Однажды – за одной из «последних» чашек кофе – разговор коснулся алдановского романа «Начало конца», экземпляр которого оказался у Бунина в Грассе и который он перечитывал. Бунин <…> начал не без иронии убеждать Алданова, что один из героев романа – французский писатель Вермандуа – точная копия самого Алданова. Алданов всполошился, но Бунин продолжал: «подумайте только, Марк Александрович, Вермандуа, вы сами пишете, “цитировал сто тысяч человек”, а вы? “вежливость была в его природе”, а у вас? “грубые рецензии приводили его в раздраженное недоумение”, а вас? но главное не в этом, а в том, что вы вложили в уста Вермандуа фразу, которую я вам сейчас здесь прочту – “если бы я хотел писать органически, то вывел бы старого, усталого парижанина, которому надоела вся его работа и которому в жизни остались интересны только молодые женщины, не желающие на него смотреть.
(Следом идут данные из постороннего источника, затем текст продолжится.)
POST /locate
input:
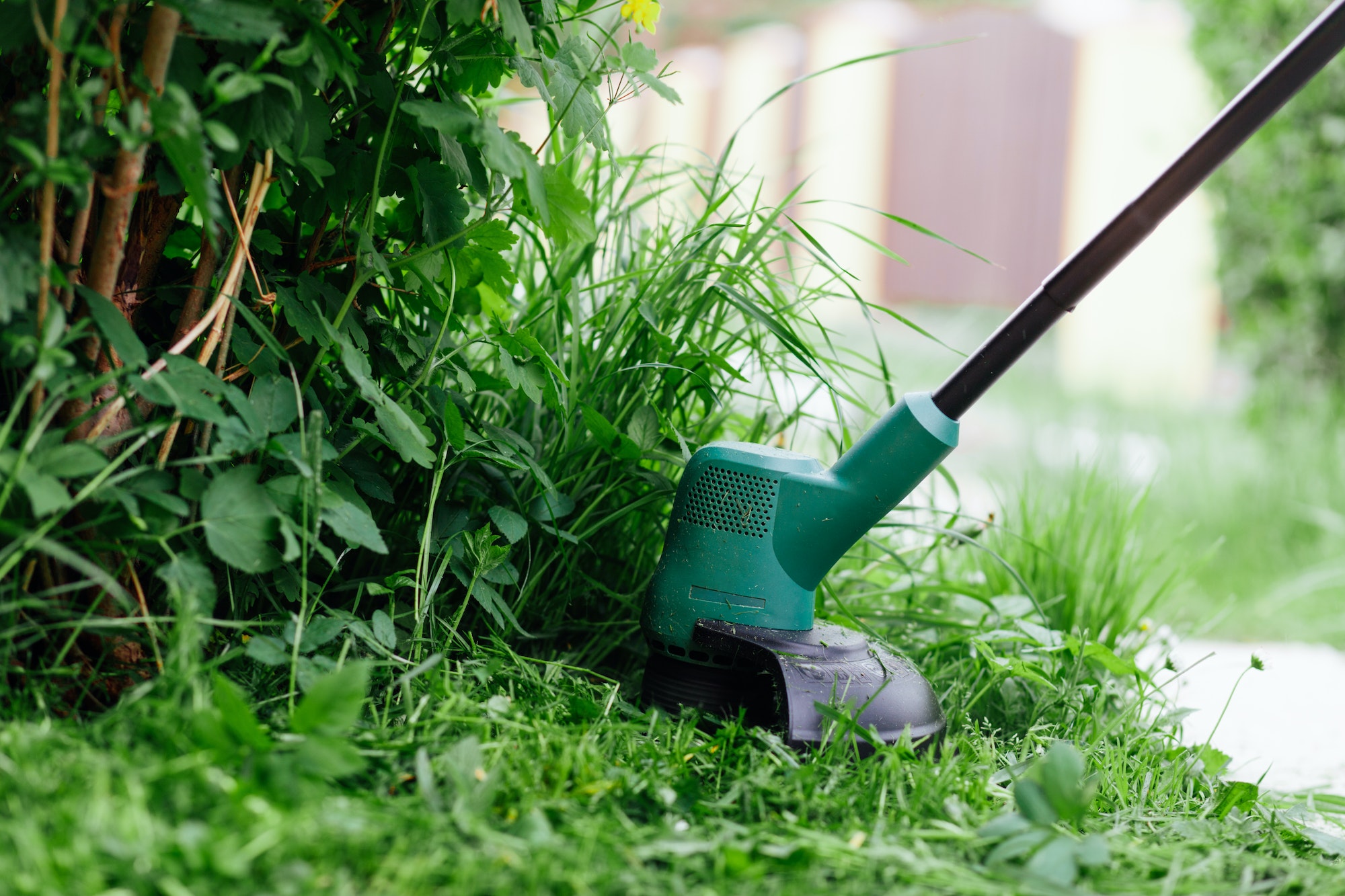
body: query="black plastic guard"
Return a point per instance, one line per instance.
(835, 666)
Может быть, это и было бы искусство, но от такого искусства надо бежать подальше”. А дальше ваш Вермандуа говорит: “но ведь весь смысл жизни в писательском призвании, вся ее радость”. Ведь все это ваши собственные переживания, – настаивал Бунин» <…>. Алданов, конечно, отрицал автобиографичность своего героя… – здесь и далее [БАХРАХ (II). С. 153 и 160].

Если довериться литературному чутью Бунина, то самохарактеристику Алданова можно найти, например, в образе одного из главных персонажей его романа «Пещера» – «французского политического деятеля» Серизье, который:

в молодости развлекался в Латинском квартале, <но затем, женившись>, прожил с женой счастливо <(в случае Алданова – до самой смерти)>. Любовь вообще занимала не очень много места <в его жизни>. Хорошо знавшие его люди считали его человеком несколько сухим, при чрезвычайной внешней, при благожелательности, при изысканной любезности и при безупречном джентльменстве. Он был перегружен делами. Работоспособность его была необыкновенной…
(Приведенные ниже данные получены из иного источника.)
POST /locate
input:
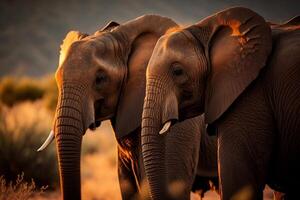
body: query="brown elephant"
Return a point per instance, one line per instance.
(244, 75)
(102, 76)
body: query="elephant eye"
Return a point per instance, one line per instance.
(100, 80)
(177, 70)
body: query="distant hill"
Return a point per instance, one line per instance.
(31, 30)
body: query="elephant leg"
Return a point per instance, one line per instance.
(127, 180)
(243, 165)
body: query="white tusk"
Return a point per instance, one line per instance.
(49, 139)
(166, 127)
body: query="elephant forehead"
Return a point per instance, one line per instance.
(176, 45)
(91, 53)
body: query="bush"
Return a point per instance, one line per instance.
(18, 190)
(23, 128)
(13, 90)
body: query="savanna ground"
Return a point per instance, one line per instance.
(26, 110)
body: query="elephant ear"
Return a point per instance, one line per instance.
(70, 38)
(108, 27)
(141, 36)
(237, 42)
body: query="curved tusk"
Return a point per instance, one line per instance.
(166, 127)
(49, 139)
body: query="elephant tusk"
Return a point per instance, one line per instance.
(166, 127)
(49, 139)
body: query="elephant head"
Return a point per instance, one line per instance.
(201, 69)
(101, 76)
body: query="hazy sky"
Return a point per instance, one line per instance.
(31, 30)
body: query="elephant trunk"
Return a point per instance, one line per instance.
(153, 146)
(69, 129)
(158, 110)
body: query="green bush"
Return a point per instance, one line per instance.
(23, 128)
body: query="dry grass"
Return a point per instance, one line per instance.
(22, 130)
(18, 190)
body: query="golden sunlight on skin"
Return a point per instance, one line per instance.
(70, 38)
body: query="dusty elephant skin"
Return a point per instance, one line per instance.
(244, 75)
(102, 76)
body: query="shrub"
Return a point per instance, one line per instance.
(23, 128)
(18, 190)
(13, 90)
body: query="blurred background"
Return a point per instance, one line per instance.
(31, 32)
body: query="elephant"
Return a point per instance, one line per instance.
(102, 77)
(243, 74)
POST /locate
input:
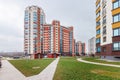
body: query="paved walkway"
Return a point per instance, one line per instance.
(47, 73)
(9, 72)
(111, 65)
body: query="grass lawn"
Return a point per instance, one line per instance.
(31, 67)
(71, 69)
(100, 61)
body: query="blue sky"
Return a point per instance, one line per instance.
(77, 13)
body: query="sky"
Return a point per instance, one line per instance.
(77, 13)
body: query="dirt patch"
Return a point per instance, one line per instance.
(35, 67)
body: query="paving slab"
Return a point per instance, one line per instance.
(9, 72)
(47, 73)
(111, 65)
По существу в тех же выражениях описывает Алданова и Бахрах:

Сдержанный и учтивый, порой даже манерный, он мог ошарашить своего собеседника интимнейшими вопросами. В его устах такого рода вопросы были тем более неожиданны, что задавал он их как-то неспроста, не сопровождая приличествующей в таких случаях усмешкой. Он вдруг принимал облик интервьюера и могло казаться, что свои вопросы он ставит ради какой-то научной анкеты.

На сей счет Роман Гуль, который «хоть и поверхностно, знавал <Алданова>по Берлину», приводит в своих воспоминаниях такой вот эпизод, по времени относящийся где-то к первой половине 1930-х гг.:

Алданов поздоровался и отозвал меня в коридор. Тут он сразу стал расспрашивать о концлагере. Я ведь тогда был единственный человек в Европе, кому удалось побывать в гитлеровском кацете. Алданов расспрашивал подробно, как «историческому романисту» и подобало. Вдруг он спросил: – А вас били? Вопросом я был поражен. Ведь Бунин называл Алданова «последним джентльменом русской эмиграции», а вопрос был «верхом бестактности». Ведь если б меня и били, неужели я стал бы рассказывать об этом Алданову? Но меня не били. И своим «нет» я даже, кажется, разочаровал его. Алданов расспрашивал меня долго обо всем [ГУЛЬ Р.].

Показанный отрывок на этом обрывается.